Uses a Cartesian coordinate system to plot points along a grid where the X and Y axis are separate variables.

Each point is assigned a label or category. Each plotted point then represents a third variable by the area of its circle. Colors can be used to distinguish between categories or used to represent an additional data variable. 

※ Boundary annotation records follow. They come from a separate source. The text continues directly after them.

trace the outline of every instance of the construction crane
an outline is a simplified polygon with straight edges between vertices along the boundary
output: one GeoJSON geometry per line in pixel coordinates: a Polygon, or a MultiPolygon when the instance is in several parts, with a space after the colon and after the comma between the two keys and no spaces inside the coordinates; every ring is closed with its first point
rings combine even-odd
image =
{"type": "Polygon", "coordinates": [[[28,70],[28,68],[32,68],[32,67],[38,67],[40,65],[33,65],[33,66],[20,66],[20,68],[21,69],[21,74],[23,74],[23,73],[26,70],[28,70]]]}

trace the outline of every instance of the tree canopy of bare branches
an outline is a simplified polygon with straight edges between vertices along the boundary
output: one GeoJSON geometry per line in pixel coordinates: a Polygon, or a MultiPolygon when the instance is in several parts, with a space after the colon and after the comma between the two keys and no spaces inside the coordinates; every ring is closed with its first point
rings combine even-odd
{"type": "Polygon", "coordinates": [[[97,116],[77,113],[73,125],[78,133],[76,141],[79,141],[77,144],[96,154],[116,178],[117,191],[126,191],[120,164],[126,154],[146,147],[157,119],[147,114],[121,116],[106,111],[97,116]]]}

Used to compare and show the relationships between categorised circles, by the use of positioning and proportions. The overall picture can be use to analyse for patterns/correlations.

In [None]:
data_frame.plot(kind='hexbin', x='chol', y='weight',
        gridsize=20,
        title="Cholesterol and Weight")

### Weight and Age

Initially, density plots suggest that weight influences cholesterol levels. However, hexbin plots for both weight vs. cholesterol and age vs. cholesterol appear similar. This raises the question: does age influence cholesterol levels?

To explore this, we will examine the relationship between age and weight to determine if age significantly affects weight, which might in turn influence cholesterol levels.

In [None]:
data_frame.plot(kind='scatter', x='weight', y='age', 
        title="Weight and Age")

## Conclusion



Based on our analysis, the scatter plot for age versus weight is widely dispersed, indicating no significant correlation between the two variables. This suggests that age does not influence weight in a meaningful way. Consequently, it's unlikely that age impacts cholesterol levels through weight. Therefore, the initial impression that weight alone influences cholesterol levels remains valid, and age does not appear to be a contributing factor.